I had seen the program on Don Lemon’s program last week. The black man from Nigeria, Matthew Ajibade, had been a foreigner student here, studying in an American university. Several years ago his family had discovered he’d been suffering from bipolar disorder. He was on medication to control it. One day, he didn’t take his medication and he and his girlfriend got into a struggle. The police were called and he became combative with the police. The girlfriend told them he was bipolar and he needed her meds. She even went and got the meds and handed them over to the police, stressing to them that he needed to be given his meds and he needed to be taken for psychiatric care.  The police took him to the police station instead. They booked him and put him in a cell, strapped him to a chair. They never gave him his meds. Then they tasered him. He died. To this day police have not released the police report to the public, and his family is suffering.

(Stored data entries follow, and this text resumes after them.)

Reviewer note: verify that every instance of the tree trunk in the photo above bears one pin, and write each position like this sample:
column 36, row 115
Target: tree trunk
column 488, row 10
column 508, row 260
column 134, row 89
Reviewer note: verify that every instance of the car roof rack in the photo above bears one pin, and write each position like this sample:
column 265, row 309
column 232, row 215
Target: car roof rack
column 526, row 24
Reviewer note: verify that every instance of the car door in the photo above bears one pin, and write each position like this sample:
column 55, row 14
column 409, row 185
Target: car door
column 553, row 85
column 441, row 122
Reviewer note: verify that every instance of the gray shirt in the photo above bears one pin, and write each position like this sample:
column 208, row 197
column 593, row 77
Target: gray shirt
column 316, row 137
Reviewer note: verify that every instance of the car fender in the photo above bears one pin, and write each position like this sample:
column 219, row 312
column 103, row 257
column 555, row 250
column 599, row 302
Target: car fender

So that’s all it takes. An awful skin rash because I was volunteering to help rid my city parks of invasive vines and lots of Prednisone and other steroids to make my system go uncontrollably hayware and there was not a thing I could do to control my heightened irritability. The police wouldn’t care what I was taking or for what reason.

“Do you want to go to the park with us?” my friend asked again. “We’re going to sit by the pond.”

“Sounds lovely.”

***

Post Script: I found a physician, a family friend, who told me that Prednisone produces adrenalin-like symptoms and to wean off of it slowly, and he told me exactly how to do it. Who knew? It took one full week to stop experiencing that uncontrollable anxiety.